Rating: 4 stars
Buy Link:
Amazon | iBooks | Amazon UK
Length: Novella

 

For years, Joey has assumed the worst happened to his dad when he didn’t come home from work as a mega snowstorm hit. No one had reported any accidents or seen evidence of any cars careening into the nearby river. Local law enforcement was convinced the man skipped town to escape his domestic responsibilities. Joey never believed any of that, though. Sure, things were tough because Joey’s grandmother was slowly losing the battle against Alzheimer’s. And Joey’s coming out as transgender in the small backwater town wasn’t easy for anyone. But Joey knows his dad would never abandon them. So when he gets the call from a YouTube creator named Owen, a strikingly good looking twenty-something who has dedicated his life to diving in bodies of water looking for missing persons, Joey thinks he might finally get some closure.

Making a YouTube channel profitable is hard work. Owen, his brother, and his brother’s partners trek across the country looking for opportunities to put their diving skills to work helping people. That means endless road travel and organizing with several different public offices to get permits and arrange help when their dives turn up something. But Owen and his brother take it all in stride. Knowing their hard work helps people is what keeps them going.
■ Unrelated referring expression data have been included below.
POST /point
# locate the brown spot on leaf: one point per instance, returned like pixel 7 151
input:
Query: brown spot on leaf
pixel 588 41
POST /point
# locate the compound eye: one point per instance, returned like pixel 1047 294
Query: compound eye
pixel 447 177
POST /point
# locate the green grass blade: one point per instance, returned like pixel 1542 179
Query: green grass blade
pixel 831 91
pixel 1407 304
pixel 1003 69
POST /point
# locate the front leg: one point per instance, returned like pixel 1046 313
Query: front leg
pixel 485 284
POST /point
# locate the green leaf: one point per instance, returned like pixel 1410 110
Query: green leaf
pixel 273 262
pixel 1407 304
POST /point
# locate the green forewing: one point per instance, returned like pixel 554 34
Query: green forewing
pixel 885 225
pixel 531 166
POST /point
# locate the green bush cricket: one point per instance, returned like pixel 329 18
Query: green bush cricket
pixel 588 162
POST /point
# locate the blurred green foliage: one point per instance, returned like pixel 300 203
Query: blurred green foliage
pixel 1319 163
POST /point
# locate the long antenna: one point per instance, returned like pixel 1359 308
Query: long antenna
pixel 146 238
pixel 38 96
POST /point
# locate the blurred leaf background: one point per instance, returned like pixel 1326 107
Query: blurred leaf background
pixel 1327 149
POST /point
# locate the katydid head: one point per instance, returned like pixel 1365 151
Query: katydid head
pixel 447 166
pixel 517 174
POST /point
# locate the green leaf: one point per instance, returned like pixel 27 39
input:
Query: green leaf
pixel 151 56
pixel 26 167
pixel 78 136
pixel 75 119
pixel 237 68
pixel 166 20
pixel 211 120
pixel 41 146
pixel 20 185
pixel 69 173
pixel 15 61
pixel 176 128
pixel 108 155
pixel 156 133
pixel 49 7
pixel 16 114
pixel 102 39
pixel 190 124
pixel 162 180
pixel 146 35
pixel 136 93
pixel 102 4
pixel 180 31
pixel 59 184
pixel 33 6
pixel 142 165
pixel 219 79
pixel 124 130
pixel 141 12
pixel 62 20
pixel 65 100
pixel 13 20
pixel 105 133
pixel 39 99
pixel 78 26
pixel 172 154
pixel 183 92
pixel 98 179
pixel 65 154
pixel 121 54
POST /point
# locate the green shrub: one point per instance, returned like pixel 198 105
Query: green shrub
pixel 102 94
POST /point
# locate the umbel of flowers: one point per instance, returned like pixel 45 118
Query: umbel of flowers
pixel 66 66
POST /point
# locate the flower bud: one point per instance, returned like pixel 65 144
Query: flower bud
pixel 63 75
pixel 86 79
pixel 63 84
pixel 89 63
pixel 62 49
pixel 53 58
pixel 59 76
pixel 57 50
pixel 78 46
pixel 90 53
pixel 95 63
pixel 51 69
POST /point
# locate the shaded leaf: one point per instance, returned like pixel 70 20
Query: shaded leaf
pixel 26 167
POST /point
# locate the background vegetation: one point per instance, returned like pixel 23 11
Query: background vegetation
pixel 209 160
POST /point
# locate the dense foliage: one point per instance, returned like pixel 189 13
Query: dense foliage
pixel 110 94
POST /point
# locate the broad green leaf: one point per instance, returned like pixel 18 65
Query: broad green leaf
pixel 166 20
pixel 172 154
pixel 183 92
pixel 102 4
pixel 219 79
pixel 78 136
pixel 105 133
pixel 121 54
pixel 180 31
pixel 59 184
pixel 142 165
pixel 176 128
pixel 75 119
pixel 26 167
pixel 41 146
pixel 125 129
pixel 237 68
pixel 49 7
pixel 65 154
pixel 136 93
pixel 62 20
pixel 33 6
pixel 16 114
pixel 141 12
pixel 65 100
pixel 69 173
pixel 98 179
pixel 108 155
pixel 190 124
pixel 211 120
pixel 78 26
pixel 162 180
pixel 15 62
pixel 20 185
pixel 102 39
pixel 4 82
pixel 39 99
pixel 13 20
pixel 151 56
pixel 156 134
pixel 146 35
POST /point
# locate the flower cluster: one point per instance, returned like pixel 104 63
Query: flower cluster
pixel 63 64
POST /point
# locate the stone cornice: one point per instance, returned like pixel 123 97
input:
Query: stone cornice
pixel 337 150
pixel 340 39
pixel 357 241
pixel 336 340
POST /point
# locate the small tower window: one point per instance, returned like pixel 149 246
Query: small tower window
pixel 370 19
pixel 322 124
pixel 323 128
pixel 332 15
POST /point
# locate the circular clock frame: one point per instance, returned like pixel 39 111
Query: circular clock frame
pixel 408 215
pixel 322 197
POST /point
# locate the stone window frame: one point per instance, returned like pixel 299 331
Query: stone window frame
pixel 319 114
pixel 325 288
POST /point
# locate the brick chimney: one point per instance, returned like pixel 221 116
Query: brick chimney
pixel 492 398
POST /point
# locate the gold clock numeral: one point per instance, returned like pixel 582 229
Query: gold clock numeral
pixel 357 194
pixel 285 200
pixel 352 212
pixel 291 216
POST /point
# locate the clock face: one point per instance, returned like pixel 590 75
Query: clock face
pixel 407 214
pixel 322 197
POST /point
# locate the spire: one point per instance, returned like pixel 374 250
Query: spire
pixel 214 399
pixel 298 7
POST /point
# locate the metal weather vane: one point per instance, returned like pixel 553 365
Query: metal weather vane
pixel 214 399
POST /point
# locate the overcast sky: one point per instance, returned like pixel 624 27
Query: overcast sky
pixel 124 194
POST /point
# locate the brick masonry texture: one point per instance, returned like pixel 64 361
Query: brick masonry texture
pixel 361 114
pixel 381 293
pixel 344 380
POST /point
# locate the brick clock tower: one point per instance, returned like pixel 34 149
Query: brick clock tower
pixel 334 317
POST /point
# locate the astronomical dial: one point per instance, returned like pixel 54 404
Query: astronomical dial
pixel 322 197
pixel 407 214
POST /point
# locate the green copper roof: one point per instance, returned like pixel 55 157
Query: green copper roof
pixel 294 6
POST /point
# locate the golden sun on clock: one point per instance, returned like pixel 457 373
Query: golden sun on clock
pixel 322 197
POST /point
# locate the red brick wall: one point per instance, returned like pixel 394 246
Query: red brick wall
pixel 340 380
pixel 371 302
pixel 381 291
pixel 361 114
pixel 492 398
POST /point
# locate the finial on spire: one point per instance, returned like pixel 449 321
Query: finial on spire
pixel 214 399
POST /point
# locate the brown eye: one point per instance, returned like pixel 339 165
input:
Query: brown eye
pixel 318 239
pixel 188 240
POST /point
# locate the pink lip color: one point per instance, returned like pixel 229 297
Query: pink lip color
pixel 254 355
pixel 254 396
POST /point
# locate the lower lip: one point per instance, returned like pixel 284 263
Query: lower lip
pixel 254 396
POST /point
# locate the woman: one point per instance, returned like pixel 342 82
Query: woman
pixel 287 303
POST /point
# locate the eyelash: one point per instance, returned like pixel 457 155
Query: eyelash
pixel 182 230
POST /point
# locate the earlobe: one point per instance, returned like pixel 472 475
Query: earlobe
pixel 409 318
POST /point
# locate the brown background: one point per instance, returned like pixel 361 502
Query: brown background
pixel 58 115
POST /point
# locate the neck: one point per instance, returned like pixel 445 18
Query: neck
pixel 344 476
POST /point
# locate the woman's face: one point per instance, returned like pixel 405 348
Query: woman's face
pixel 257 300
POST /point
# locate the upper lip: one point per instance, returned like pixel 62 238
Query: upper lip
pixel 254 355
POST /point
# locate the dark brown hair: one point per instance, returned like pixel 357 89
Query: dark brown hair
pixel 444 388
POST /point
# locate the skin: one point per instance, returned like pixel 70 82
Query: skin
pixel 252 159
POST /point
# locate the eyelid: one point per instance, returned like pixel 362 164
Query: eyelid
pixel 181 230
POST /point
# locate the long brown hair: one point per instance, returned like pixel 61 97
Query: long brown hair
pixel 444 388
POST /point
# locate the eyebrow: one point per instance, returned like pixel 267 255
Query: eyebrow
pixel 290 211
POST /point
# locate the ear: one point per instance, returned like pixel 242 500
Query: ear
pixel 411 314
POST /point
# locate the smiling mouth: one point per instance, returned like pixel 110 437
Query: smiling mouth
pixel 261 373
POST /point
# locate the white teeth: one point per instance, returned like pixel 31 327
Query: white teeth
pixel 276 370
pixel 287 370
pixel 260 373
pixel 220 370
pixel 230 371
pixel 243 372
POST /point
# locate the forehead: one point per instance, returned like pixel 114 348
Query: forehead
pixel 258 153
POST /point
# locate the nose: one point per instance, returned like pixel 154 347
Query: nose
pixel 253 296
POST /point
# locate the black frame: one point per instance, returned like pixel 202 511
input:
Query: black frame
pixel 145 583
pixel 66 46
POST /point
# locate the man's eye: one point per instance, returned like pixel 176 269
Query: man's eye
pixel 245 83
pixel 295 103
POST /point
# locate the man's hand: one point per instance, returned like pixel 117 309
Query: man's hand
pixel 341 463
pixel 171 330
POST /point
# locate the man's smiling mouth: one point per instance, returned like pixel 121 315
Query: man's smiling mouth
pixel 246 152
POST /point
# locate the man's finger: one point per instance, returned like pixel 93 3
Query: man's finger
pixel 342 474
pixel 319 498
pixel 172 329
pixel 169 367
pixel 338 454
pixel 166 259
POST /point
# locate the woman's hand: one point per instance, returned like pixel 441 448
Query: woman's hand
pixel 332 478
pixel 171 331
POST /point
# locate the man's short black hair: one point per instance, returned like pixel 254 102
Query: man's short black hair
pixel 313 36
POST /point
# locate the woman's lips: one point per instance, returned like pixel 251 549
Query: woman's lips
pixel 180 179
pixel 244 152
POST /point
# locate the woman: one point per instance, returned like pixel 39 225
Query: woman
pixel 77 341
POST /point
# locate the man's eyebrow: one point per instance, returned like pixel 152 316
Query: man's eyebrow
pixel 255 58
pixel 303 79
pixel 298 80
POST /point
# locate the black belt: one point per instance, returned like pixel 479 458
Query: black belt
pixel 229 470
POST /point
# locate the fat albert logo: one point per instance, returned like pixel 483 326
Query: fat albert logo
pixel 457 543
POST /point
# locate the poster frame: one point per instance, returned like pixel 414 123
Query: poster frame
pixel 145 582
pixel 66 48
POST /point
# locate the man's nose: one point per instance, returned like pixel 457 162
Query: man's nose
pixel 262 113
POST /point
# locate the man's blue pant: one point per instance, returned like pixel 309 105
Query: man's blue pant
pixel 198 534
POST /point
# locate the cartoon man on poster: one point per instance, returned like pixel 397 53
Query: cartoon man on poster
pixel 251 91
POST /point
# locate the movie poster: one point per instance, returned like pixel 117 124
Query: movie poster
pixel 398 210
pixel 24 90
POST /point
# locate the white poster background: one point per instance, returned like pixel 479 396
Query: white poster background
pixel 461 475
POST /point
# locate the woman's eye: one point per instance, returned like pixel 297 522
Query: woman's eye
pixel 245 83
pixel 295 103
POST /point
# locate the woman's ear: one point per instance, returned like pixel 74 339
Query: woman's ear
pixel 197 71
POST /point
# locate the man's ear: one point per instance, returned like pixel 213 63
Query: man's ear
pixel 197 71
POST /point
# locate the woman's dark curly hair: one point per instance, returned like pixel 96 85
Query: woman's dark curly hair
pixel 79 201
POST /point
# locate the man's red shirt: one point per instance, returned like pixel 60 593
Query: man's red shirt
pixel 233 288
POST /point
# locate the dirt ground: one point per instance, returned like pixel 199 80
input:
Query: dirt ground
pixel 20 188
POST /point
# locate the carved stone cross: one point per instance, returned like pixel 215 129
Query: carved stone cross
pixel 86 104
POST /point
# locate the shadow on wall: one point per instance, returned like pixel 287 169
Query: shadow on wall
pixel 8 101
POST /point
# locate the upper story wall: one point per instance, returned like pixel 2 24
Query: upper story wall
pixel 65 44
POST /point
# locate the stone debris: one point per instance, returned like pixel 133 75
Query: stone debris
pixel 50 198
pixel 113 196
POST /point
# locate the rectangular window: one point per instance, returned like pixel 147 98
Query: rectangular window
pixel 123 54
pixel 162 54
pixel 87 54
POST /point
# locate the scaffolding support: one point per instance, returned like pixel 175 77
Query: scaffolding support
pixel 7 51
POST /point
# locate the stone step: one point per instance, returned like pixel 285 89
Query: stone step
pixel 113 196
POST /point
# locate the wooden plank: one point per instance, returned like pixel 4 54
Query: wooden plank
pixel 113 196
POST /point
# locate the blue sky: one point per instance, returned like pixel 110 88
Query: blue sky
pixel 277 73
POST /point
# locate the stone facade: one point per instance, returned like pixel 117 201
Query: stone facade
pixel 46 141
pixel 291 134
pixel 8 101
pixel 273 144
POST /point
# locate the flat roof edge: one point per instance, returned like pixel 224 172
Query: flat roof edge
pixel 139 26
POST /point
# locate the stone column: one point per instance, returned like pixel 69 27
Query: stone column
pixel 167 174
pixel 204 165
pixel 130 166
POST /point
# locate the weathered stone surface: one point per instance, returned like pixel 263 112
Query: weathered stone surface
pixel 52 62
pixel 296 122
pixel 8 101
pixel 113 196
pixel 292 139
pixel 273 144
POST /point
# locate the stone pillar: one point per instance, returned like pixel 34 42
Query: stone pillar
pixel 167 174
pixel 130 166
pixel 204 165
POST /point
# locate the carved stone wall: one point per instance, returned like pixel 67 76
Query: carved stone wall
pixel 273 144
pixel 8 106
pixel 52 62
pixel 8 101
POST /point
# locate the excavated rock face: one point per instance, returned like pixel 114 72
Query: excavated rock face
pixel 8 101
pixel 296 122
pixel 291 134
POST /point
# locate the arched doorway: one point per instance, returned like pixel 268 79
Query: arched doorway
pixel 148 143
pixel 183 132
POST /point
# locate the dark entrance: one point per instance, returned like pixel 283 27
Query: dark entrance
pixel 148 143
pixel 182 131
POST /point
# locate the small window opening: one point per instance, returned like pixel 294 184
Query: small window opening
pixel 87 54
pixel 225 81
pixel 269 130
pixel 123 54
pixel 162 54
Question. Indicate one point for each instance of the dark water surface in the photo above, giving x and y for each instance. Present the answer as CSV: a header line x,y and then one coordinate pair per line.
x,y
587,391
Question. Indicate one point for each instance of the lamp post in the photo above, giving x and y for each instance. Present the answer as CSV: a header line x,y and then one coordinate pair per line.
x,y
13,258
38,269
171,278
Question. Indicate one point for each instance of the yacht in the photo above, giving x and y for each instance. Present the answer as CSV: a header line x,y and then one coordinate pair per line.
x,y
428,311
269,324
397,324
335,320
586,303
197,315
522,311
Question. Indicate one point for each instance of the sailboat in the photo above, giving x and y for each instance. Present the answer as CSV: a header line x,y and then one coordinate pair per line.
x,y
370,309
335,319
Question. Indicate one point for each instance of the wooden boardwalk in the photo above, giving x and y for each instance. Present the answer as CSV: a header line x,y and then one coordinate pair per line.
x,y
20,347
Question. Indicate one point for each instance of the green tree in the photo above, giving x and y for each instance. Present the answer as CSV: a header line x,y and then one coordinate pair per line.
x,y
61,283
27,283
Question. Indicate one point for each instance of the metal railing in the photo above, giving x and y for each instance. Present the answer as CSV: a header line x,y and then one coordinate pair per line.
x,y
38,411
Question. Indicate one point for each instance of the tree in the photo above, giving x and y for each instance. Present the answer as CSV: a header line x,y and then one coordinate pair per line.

After all, Owen knows how it feels to be abandoned after a lifetime of his parents prioritizing work over family. But when he reaches out to Joey Laine, something instantly attracts him to the young man. Meeting in person sends all sorts of unreasonable sparks flying. There’s no rhyme or reason for the intense feelings of protectiveness and love Owen feels…but they’re there all the same. And astoundingly, Joey feels the same way. But they’ll have to grapple with what it means to find the other half of your soul when Joey’s responsible for caring for his grandmother and Owen’s job keeps him on the road for weeks at a time.

New Colors by Tia Fielding is a contemporary story featuring Joey, a transgender man from a tiny rural town, and Owen, a quasi-nomadic cisgender man. The narration switches each chapter between Owen and Joey, which helped me appreciate the instalove story line. Neither character was looking for love, but both of them feel an undeniable magnetism after their first phone call. That feeling only intensifies as they spend time together. There was a smoldering sense of sexual attraction between Joey and Owen, which surprises and befuddles the characters. Joey also reflected on the difference between love-at-first-sight and lust-at-first-sight and only briefly wondered which label applied to them. Overall, these two characters just complemented one another incredibly well. They both fall hard and as fast for one another and, despite the tragedy that made their paths cross, they met at just the right time.

Fielding does a lovely job working with queer characters coming from two very different backgrounds. Joey had a small circle of people who accepted him, notably his grandmother who enthusiastically supported him and one of his grandmother’s caretakers. I took the Sheriff and one of the deputies to be more representative of the town as a whole: the former looked down on Joey as a social pariah, whereas the latter was selfishly aloof about what it meant for him to be attracted to a transgender man. Owen, on the other hand, spends virtually all his time with his brother Liam, Liam’s two partners, and the rest of their crew. The group gives off a tight knit and supportive vibe. Of course, Owen has a front row seat to what a loving, supportive, queer relationship looks like (Liam’s polycule isn’t shy about being demonstrative). And it gives him the emotional intelligence to understand the potential he may have with Joey. Plus, Owen’s own experiences with grief help him offer the kind of support Joey needed when he needed it as Owen and his team searched for Joey’s missing father.

As far as pacing goes, all the action in the book is largely contained within a three-to-five day period. For me, that slots this story into the “get together” category. Owen and his team are only in Joey’s town for a grand total of three days, plus a little interaction the one day before, and a gray period for a couple days after. Yet during this short period of time, he and Joey go from strangers to would-be lovers. I rather liked the fact that these two didn’t race to bed the first chance they got. Both of them were under no misconceptions about how deeply they felt for one another, but they were cautious about jumping in the deep end knowing Joey was responsible for his ailing grandmother’s health and Owen’s job literally had him crisscrossing the country on the regular. Yet the story has a bittersweet happy ending for these two. Much like how they fell in together, taking the next step seems to be a huge leap and yet made a lot of sense for these two characters.

Overall, this was a sweet queer story that pulled at the heartstrings. I felt like I got just enough details about Joey’s life to really root for him to follow his heart where Owen was concerned. Owen seemed like the perfect match for Joey. If you like stories about finding one family while letting another one go, or those that have a sort of working man’s take on fated mates, then I think you’ll enjoy this book.